In total, there are over 400 psychoactive compounds in cannabis. Of these, delta-9-tetrahydrocannabinol, or THC, is both found in the highest quantities and the primary psychoactive compound (Atakan, 2012). THC interacts with the two primary cannabinoid receptors, Cannabinoid type 1 receptor and cannabinoid type 2 receptor (CB2R). THC primarily interacts with CB1R, with its major psychoactive effects due to CB1R’s presence in the central nervous system’s basal ganglia, limbic system, hippocampus, and cerebellum; however, CB1R can also be found throughout the peripheral body, notably in the peripheral nervous system, uterus, testicular tissues, and vasculature (Russo and Guy, 2006; Pagotto et al., 2006; Pertwee, 2006). It is possible that the sympathetic blockage thought to occur as a result of cannabinoid activity limits the ability of the thoracolumbar sympathetic pathway to cause detumescence or that the now unopposed sacral parasympathetic activity that initiated the erection increases the risk for priapism (Dean and Lue, 2005). Alternatively, cannabinoids direct vascular effects could potentiate the unrelenting erection notable in priapism.

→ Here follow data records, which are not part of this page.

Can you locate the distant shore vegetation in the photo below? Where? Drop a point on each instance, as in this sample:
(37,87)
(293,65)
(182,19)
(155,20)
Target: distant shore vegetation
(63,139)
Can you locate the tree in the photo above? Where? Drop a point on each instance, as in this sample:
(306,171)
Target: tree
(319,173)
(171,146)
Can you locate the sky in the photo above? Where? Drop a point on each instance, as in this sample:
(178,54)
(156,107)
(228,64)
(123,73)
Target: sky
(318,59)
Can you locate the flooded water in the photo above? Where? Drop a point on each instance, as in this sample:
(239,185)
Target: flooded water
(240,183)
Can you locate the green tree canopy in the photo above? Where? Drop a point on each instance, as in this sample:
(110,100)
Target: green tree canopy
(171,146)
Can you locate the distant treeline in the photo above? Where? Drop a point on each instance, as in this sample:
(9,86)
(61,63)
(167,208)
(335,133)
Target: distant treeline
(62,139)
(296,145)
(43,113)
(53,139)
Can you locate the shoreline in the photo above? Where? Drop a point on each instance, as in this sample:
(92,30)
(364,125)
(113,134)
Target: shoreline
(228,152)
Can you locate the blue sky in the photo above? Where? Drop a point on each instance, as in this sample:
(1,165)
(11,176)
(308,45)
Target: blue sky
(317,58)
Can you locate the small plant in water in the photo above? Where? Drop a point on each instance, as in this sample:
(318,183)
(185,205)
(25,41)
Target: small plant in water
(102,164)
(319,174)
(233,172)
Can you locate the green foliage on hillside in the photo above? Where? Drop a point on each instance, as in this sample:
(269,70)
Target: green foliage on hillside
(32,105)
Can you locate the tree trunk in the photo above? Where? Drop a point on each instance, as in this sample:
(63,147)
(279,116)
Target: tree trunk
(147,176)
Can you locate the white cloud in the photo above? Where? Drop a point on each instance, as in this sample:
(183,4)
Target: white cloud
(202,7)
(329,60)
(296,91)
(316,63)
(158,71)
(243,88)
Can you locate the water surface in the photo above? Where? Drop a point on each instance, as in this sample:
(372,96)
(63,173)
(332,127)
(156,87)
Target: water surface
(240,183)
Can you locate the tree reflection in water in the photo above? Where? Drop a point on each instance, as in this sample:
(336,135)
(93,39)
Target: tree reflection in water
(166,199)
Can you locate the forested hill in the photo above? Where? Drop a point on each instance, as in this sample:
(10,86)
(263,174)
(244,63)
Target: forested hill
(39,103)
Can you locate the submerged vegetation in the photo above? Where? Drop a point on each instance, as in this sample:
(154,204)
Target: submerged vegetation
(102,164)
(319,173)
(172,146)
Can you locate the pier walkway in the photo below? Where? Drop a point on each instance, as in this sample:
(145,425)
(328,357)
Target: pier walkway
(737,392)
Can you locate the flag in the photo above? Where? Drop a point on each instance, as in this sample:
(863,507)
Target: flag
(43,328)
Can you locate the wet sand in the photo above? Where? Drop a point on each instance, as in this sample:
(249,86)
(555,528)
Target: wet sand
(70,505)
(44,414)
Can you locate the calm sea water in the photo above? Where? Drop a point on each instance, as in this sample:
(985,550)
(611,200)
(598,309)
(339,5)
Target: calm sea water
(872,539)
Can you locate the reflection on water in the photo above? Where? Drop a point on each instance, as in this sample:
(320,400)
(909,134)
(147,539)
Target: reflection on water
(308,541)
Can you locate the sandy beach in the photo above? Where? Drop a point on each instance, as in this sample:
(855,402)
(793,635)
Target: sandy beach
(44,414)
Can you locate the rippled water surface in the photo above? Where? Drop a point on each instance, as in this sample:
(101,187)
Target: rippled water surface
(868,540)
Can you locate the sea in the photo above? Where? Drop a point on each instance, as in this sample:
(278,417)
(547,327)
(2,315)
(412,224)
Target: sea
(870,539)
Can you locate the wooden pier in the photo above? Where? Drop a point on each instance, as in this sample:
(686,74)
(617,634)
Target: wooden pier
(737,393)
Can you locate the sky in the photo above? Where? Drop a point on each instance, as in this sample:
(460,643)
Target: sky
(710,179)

A third possible effect of more chronic cannabis use involves the thrombogenic effects caused by increased platelet activation (Randall, 2007). There is noted expression of CB1R and CB2R on platelets and during THC use there is a measurable increase in platelet expression of glycoprotein IIb-IIIa and P-selectin, resulting in greater platelet activation (Deusch et al., 2004). This culminates in a 4.8-fold increase in myocardial infarction in the 60 min after THC use (Mittleman et al., 2001). These factors together could lead to thrombotic causes of priapism, similar to that noted in sickle cell patients. Our patient has a direct, albeit circumstantial, connection between his recurrent (stuttering) priapism and cannabis use. He notes recurrent priapism when heavily using cannabis at age sixteen and seventeen. These episodes each lasted under four hours and resolved without medical intervention or medical examination. When the patient stopped using cannabis at age eighteen, his priapism resided, with no notable episodes in his twenties. He once again resumed his use of cannabis over six months ago and noted at least a dozen episodes that self-resolved in under four hours at home. The abstinence and subsequent use of cannabis were the only appreciable factors in this patient’s battle with recurrent unwanted erections.